Produktionsanlagen, Beleuchtung, Klimatisierung — Gewerbe verbraucht rund um die Uhr. Eingespeister Strom bringt nur 7,4 ct/kWh. Eigenverbrauch ist der Schlüssel.
Eigene erneuerbare Energieproduktion stärkt CO₂-Bilanz und erfüllt zunehmende Anforderungen von Kunden und Investoren.

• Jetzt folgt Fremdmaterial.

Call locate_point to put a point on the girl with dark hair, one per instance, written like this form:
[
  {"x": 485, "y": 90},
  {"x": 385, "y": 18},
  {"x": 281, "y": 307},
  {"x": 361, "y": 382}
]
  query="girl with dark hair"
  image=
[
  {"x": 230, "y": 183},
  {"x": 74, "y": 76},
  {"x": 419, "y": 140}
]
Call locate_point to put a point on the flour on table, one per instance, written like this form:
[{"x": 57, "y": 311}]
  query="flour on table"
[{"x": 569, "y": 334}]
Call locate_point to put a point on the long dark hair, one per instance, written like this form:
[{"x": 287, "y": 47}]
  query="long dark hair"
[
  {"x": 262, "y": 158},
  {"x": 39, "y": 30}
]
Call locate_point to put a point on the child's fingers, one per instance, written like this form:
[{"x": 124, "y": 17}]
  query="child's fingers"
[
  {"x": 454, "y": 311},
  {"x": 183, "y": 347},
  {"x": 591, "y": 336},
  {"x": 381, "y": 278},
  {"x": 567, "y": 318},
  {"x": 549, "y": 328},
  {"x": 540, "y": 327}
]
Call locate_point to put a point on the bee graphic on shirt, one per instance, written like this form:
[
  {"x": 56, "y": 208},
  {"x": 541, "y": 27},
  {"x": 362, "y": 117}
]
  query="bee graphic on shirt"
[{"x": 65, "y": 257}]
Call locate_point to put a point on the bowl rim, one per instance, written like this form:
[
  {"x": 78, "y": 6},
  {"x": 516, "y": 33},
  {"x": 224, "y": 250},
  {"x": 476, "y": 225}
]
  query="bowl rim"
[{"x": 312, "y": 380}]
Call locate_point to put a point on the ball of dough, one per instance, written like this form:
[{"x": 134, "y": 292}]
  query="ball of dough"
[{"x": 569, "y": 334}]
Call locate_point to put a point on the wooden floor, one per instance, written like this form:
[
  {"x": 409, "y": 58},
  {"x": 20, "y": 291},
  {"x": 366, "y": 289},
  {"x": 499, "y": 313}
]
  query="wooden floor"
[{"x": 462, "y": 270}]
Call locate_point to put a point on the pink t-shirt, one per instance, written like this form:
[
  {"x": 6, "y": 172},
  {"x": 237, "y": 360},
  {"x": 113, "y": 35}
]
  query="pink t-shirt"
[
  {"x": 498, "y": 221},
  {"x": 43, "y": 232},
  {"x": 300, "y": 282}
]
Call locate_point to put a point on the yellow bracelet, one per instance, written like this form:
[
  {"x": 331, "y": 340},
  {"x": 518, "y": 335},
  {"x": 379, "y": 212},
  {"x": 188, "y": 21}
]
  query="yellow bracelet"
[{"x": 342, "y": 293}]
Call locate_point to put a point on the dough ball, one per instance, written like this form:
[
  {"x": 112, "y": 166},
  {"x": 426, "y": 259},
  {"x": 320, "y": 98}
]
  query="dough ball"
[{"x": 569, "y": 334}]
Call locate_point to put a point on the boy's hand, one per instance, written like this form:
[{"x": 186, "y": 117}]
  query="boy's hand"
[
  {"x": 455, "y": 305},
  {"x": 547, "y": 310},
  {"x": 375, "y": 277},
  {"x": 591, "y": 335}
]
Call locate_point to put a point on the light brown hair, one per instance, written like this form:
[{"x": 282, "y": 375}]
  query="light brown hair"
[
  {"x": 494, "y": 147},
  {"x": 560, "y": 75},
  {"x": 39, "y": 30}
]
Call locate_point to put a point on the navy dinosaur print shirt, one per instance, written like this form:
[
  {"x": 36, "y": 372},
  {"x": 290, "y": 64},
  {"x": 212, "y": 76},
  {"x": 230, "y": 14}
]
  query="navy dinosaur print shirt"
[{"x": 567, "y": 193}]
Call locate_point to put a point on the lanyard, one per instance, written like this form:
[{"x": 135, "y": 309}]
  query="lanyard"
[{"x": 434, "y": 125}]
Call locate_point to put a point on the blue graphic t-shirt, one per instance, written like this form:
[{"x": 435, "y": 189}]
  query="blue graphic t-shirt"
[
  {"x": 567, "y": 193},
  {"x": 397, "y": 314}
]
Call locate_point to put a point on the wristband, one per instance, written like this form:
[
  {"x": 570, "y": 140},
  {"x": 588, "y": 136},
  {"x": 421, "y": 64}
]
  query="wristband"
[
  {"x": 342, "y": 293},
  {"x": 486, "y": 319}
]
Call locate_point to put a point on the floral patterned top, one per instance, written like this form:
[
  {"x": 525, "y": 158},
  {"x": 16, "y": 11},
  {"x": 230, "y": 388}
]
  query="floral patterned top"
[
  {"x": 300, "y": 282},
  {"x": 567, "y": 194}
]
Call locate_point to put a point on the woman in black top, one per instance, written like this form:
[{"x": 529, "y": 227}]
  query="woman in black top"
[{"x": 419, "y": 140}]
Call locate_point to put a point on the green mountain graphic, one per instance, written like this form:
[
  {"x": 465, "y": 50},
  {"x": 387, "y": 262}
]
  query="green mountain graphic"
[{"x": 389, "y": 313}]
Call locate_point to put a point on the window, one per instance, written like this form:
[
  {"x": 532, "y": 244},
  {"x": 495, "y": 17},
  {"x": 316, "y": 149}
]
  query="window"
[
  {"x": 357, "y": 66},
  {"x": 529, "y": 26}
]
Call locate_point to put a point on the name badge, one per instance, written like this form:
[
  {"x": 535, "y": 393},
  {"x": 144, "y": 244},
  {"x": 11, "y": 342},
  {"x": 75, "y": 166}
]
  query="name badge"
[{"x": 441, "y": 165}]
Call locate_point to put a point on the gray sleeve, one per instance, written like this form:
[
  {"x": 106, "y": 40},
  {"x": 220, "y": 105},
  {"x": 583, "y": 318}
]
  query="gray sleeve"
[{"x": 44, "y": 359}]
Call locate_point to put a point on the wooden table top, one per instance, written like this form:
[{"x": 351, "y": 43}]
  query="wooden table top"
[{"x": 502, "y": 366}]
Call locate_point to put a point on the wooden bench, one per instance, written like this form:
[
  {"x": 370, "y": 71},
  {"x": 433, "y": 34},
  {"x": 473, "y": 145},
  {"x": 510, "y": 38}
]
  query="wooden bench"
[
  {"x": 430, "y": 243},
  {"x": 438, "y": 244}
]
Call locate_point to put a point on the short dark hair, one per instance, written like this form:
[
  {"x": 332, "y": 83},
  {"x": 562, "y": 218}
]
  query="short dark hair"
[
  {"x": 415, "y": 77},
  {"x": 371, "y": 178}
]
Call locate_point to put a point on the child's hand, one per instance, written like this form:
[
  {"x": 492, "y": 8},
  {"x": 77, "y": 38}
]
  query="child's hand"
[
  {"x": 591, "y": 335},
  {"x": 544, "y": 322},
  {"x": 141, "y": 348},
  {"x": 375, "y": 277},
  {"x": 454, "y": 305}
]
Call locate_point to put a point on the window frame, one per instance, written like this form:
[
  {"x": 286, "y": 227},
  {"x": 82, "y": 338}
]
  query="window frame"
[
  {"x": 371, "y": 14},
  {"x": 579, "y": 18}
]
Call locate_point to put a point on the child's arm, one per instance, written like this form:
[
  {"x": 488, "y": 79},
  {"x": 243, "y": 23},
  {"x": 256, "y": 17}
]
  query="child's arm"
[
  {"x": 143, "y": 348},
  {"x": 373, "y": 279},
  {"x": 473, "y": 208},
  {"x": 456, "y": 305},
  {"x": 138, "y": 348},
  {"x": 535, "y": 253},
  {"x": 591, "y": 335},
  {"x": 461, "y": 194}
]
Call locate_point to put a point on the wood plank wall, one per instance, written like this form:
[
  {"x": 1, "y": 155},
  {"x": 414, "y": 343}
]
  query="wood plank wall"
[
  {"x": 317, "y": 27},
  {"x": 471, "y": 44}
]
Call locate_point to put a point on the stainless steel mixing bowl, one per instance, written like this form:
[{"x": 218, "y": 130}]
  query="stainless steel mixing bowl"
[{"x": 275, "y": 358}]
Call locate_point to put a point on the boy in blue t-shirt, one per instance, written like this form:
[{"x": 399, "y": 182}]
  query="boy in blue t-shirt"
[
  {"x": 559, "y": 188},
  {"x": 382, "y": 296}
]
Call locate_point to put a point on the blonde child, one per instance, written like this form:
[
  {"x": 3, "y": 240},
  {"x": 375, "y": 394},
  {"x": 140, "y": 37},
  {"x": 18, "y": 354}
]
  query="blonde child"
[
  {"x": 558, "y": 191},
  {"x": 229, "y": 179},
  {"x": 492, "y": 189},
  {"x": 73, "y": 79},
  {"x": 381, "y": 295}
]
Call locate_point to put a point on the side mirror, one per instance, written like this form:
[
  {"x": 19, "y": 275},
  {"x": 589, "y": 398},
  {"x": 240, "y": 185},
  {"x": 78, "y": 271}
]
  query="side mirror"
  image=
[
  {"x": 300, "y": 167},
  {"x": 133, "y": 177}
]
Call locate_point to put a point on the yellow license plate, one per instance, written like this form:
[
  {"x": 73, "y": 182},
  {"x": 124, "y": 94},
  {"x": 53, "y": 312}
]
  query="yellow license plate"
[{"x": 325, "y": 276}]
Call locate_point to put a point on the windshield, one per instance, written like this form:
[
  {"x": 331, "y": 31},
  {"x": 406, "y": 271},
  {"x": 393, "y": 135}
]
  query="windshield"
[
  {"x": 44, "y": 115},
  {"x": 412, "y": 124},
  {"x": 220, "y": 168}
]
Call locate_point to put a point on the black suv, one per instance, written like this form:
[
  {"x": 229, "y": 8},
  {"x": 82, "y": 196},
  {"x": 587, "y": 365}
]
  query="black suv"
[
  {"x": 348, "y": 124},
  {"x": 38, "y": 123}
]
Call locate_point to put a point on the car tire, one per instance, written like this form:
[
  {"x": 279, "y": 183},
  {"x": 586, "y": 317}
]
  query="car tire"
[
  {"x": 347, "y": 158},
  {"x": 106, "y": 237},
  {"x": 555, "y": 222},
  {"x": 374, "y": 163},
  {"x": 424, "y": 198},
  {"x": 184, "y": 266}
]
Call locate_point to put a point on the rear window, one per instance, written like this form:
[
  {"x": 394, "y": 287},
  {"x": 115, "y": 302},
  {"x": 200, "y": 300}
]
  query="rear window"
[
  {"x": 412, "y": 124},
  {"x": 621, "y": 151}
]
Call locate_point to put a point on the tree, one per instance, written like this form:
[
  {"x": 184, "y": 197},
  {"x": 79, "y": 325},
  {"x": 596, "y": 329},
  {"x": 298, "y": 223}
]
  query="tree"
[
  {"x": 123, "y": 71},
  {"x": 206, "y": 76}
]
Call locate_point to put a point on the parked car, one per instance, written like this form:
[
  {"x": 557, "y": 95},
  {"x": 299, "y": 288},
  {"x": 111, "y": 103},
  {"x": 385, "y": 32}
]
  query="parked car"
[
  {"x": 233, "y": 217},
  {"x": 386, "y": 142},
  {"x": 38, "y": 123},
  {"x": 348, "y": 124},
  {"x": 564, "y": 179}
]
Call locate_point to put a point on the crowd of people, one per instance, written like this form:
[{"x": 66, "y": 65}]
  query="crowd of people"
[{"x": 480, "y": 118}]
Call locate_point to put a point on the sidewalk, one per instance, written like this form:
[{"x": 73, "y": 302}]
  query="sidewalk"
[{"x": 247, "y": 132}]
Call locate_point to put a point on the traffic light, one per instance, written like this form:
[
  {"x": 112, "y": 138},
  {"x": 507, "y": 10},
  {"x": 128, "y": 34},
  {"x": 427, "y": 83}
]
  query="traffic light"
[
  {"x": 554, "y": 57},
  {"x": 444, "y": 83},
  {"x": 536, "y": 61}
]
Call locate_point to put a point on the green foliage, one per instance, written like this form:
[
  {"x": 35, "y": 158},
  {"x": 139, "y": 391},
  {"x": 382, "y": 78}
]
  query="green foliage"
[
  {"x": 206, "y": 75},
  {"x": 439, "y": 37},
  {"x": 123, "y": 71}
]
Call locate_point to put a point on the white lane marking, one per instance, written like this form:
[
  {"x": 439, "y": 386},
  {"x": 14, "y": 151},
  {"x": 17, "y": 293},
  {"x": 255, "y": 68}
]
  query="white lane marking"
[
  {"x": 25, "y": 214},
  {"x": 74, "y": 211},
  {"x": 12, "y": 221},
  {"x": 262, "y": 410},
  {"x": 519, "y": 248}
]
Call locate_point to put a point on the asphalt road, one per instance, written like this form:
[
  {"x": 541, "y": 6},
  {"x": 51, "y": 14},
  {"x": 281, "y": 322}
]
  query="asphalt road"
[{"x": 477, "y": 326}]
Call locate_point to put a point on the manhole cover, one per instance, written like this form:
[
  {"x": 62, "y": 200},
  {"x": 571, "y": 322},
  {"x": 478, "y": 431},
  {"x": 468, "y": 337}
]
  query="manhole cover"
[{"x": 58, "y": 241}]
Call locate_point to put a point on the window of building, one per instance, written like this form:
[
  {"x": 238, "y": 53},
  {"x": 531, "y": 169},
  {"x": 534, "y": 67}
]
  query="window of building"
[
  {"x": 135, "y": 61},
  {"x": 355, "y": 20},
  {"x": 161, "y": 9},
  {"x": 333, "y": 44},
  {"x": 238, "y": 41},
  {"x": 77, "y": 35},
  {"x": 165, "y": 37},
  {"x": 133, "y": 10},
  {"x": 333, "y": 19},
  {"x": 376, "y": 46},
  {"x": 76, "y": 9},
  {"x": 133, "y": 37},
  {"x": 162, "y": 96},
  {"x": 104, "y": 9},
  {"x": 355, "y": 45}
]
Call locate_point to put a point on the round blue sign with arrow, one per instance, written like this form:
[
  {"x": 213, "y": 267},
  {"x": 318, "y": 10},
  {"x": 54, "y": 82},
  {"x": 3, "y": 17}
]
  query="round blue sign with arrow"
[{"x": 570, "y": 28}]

Standort: Norddeutschland · Mittlere Windgeschwindigkeit 5,0 m/s · Eigenverbrauchsquote 85%
| Position | Wert |
|---|---|
| Investition gesamt (inkl. Mast, Installation) | ca. 45.000 € |
| Jahresertrag (10 kW @ 5,0 m/s) | ca. 18.000 kWh |
| Davon selbst verbraucht (85%) | 15.300 kWh |
| Einsparung Eigenverbrauch (23 ct/kWh) | ca. 3.520 €/Jahr |
| Einspeisung (2.700 kWh × 7,4 ct) | ca. 200 €/Jahr |
| Gesamtertrag pro Jahr | ca. 3.720 €/Jahr |
| Amortisationszeit | ca. 12 Jahre |
24/7-Betrieb, hohe Grundlast, meist ausreichend Freifläche auf dem Betriebsgelände. Besonders geeignet: Metallindustrie, Holzverarbeitung, Lebensmittelproduktion.
Große Freiflächen, Ladeinfrastruktur für E-Flotten, konstanter Energieverbrauch. Windstrom für Hallenlüftung, Beleuchtung und Ladestation.
Betriebe mit Werkstatt, Halle oder Außengelände. Windstrom für Kompressoren, Maschinen, Beleuchtung — oft in Kombination mit bestehender PV-Anlage.